2048. Optimizing a Medication Adherence Intervention for Schizophrenia
TJ Hudson, Center for Mental Healthcare and Outcomes Research and University of Arkansas for Medical Sciences, RR Owen, Center for Mental Healthcare and Outcomes Research and University of Arkansas for Medical Sciences, CR Thrush, Center for Mental Healthcare and Outcomes Research and University of Arkansas for Medical Sciences, X Han, Centers for Mental Health Research and University of Arkansas for Medical sciences

Objectives: Non-adherence to medication continues to be a major cause of hospital readmission and increased cost for veterans with schizophrenia.  This study uses qualitative and quantitative methods to identify strategies to optimize a medication adherence intervention.

Methods: These data were drawn from a multi-site study that compared a usual guideline implementation strategy with an enhanced strategy in which nurses worked individually with subjects to identify and overcome medication adherence barriers. The Positive and Negative Symptom Scales (PANSS), the Schizophrenia Outcomes Module, the SF-36, and the Barnes akathesia scale (BAS) were completed at baseline and at 6-month follow-up. The study nurse completed a barrier assessment at baseline and every 30 days. Using baseline data, demographic and clinical characteristics and medication adherence data,  subjects with low barriers (<2) were compared to those with high barriers (>2). Risk for non-adherence was modeled with logistic regression analysis. Qualitative interviews were completed with study nurses (n=3).

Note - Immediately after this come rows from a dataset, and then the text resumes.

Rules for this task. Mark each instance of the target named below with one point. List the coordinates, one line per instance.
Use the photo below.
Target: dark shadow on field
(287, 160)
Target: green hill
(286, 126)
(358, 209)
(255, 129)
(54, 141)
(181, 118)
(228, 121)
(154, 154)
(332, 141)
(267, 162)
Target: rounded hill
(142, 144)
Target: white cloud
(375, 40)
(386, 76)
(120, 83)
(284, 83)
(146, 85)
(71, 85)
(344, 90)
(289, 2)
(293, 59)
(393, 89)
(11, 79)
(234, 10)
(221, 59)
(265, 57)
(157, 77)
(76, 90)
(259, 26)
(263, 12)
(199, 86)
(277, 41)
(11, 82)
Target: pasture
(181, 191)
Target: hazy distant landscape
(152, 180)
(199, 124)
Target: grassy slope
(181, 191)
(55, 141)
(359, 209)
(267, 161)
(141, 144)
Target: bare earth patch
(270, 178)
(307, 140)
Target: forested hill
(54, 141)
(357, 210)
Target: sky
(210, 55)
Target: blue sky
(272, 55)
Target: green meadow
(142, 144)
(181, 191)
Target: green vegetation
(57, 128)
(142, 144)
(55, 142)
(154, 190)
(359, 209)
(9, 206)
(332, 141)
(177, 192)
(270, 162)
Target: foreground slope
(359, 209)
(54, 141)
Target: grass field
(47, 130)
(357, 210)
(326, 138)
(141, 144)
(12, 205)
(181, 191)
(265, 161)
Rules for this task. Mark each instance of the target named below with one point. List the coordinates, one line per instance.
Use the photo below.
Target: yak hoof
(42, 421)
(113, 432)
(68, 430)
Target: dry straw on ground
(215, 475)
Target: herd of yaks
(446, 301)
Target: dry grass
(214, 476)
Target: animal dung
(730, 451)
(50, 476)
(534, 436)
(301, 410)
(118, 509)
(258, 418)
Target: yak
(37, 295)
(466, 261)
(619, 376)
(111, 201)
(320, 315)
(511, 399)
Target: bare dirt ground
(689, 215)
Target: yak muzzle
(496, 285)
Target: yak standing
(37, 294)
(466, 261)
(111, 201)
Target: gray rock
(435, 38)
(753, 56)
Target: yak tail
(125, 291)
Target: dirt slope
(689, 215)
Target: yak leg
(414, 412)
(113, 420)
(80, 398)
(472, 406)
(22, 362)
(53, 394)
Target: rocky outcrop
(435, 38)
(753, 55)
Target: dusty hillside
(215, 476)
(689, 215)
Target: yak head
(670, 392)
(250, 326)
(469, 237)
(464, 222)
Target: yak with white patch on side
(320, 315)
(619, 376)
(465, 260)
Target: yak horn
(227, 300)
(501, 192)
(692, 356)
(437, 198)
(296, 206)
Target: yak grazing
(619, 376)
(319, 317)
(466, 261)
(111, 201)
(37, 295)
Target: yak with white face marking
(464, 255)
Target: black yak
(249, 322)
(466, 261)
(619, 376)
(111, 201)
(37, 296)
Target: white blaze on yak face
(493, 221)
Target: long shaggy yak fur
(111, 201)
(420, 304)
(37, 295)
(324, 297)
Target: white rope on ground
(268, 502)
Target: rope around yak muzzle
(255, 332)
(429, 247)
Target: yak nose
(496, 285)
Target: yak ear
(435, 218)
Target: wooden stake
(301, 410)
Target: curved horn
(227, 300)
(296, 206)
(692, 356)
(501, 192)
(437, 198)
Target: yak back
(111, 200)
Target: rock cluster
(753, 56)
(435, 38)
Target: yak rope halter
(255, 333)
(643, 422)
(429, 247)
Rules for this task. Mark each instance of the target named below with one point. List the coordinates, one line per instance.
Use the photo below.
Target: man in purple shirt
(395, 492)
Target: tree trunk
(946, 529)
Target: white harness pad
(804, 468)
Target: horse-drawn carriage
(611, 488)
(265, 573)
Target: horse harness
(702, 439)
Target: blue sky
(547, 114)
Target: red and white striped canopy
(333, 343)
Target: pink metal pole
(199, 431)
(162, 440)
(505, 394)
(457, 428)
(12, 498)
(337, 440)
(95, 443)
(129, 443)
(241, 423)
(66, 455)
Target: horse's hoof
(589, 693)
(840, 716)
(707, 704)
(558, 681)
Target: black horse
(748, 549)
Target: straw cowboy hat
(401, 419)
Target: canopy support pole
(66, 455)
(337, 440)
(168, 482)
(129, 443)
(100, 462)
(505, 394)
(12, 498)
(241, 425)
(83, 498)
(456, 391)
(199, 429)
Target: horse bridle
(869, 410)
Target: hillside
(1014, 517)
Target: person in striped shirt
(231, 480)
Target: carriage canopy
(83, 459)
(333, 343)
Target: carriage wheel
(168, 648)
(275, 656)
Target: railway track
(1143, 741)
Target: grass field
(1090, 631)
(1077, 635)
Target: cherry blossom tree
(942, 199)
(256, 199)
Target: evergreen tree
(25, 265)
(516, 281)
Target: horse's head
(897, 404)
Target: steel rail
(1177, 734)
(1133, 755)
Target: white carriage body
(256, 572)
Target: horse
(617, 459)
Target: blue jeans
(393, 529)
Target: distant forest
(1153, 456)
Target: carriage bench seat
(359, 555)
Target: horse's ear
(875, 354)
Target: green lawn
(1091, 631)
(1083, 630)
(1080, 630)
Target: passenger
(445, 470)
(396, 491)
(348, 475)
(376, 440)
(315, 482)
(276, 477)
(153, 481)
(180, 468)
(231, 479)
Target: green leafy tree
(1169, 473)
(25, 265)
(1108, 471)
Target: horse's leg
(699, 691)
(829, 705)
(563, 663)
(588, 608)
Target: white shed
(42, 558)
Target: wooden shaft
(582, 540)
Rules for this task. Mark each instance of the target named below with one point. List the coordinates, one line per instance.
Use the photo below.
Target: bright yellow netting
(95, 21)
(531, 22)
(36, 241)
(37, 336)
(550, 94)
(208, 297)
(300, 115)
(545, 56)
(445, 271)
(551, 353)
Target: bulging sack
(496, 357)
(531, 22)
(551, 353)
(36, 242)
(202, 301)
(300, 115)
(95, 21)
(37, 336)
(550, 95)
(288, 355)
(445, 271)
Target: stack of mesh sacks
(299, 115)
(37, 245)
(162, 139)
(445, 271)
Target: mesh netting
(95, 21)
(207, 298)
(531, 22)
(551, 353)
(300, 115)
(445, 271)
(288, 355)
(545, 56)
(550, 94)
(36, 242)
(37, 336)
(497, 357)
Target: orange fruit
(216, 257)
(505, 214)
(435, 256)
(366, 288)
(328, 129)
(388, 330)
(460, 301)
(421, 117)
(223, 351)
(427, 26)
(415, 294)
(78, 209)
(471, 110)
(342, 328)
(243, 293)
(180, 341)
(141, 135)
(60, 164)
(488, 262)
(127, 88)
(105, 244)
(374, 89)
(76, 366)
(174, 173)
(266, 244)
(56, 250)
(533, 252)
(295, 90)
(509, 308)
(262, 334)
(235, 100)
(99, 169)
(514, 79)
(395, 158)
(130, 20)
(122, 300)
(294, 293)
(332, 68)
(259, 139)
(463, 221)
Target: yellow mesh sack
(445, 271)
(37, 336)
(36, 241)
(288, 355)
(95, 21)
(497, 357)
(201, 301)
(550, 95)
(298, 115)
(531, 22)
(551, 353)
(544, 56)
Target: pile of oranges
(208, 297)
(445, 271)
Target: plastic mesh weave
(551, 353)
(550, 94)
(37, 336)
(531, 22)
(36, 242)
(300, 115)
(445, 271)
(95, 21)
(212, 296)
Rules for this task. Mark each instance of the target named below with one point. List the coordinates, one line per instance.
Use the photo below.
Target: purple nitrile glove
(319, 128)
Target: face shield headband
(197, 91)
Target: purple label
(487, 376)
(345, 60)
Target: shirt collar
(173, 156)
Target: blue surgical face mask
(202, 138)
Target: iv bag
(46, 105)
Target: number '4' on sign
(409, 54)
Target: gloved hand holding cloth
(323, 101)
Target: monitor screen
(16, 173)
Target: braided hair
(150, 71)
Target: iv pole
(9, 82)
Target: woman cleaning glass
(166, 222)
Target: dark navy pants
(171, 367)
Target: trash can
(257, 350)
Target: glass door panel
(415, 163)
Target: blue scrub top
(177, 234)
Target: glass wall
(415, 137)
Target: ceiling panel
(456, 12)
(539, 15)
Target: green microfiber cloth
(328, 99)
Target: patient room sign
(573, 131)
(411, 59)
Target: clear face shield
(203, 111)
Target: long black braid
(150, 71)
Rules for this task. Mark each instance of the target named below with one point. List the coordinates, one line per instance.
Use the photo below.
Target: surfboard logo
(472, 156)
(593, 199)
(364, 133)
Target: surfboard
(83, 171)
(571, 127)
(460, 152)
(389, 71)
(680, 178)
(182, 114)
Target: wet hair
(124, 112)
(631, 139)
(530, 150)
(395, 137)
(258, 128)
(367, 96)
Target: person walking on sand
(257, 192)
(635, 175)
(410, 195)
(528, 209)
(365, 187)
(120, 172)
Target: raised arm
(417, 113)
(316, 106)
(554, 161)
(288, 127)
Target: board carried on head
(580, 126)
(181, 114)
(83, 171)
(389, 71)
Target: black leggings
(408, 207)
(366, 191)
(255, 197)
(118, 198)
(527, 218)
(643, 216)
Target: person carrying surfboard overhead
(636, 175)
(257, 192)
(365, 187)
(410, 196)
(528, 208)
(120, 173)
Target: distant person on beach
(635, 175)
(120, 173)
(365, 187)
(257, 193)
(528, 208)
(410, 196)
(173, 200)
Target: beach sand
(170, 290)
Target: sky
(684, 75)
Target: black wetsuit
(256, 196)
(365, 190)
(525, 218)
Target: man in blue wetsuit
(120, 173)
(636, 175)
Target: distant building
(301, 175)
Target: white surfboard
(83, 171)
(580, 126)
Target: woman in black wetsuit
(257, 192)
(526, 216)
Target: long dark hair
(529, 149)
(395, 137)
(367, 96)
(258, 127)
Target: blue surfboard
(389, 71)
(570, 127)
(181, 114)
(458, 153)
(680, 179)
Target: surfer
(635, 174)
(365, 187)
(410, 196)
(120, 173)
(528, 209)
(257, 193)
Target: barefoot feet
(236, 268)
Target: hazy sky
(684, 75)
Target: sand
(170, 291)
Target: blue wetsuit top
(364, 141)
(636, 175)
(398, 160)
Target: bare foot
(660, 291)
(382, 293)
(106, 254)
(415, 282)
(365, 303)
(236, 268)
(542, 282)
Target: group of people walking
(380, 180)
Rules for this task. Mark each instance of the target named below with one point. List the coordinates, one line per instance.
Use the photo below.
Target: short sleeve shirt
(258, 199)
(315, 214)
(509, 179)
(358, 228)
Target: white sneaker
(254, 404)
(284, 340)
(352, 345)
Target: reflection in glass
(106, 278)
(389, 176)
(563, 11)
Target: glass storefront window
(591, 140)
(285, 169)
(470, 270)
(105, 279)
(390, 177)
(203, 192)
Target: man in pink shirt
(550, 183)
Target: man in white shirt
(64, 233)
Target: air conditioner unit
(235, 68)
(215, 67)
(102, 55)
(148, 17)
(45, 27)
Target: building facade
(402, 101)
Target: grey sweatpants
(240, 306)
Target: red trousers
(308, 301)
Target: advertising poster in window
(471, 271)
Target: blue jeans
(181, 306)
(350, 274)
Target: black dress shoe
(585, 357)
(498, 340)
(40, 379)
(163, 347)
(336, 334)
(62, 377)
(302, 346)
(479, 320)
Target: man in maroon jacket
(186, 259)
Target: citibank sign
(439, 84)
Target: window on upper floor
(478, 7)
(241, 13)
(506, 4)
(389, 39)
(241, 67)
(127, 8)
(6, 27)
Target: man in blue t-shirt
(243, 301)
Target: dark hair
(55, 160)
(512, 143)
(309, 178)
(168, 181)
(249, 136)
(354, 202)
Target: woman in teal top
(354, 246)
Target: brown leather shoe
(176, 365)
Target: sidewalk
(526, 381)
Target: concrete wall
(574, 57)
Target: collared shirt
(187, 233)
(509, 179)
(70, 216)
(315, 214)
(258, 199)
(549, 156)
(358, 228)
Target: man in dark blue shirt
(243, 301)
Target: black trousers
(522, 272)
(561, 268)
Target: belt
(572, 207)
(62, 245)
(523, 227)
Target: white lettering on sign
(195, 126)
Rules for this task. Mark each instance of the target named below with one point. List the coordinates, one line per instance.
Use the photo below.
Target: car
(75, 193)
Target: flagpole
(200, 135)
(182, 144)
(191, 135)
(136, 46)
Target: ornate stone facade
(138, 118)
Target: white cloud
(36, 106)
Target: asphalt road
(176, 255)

Results: Data were available from 153 veterans who were a mean age of 45; 94% were male, 75% were African American, 22% were Caucasian, and 20% were married. Using baseline measures, veterans with >2 barriers had significantly higher BAS (3.8 vs 2.7 p<.05) and PANSS total scores (89.8 vs 82.3 p<.05), were more likely to use drugs or alcohol (53.6% vs 34.8% p<.05) and were less adherent based on patient report (56.6% vs 79.7% p<.05) and on medical records (28.6% vs 49.3%) compared to patients with low barriers. Logistic regression showed that lower education level (OR=5.05, p<0.05), high barriers for subjects with PANSS scores ¡Ü 81 (OR is greater than 2.5, p<0.05), substance abuse, and higher total PANSS scores for people with < 2 barriers (OR=1.052, p<0.05) were associated with increased risk of non-adherence.  Qualitative results suggested that building trust and tools such as pill organizers, behavioral tailoring and patient education are important components of an adherence intervention.

Conclusions: These results suggest that greater symptom severity and current substance abuse are associated with having two or more barriers to adherence. Future strategies to improve medication adherence should incorporate assessment of adherence barriers.

Impact: The adherence intervention will be modified and tested in a subsequent project. The intervention components and results of the current study will be disseminated nationally.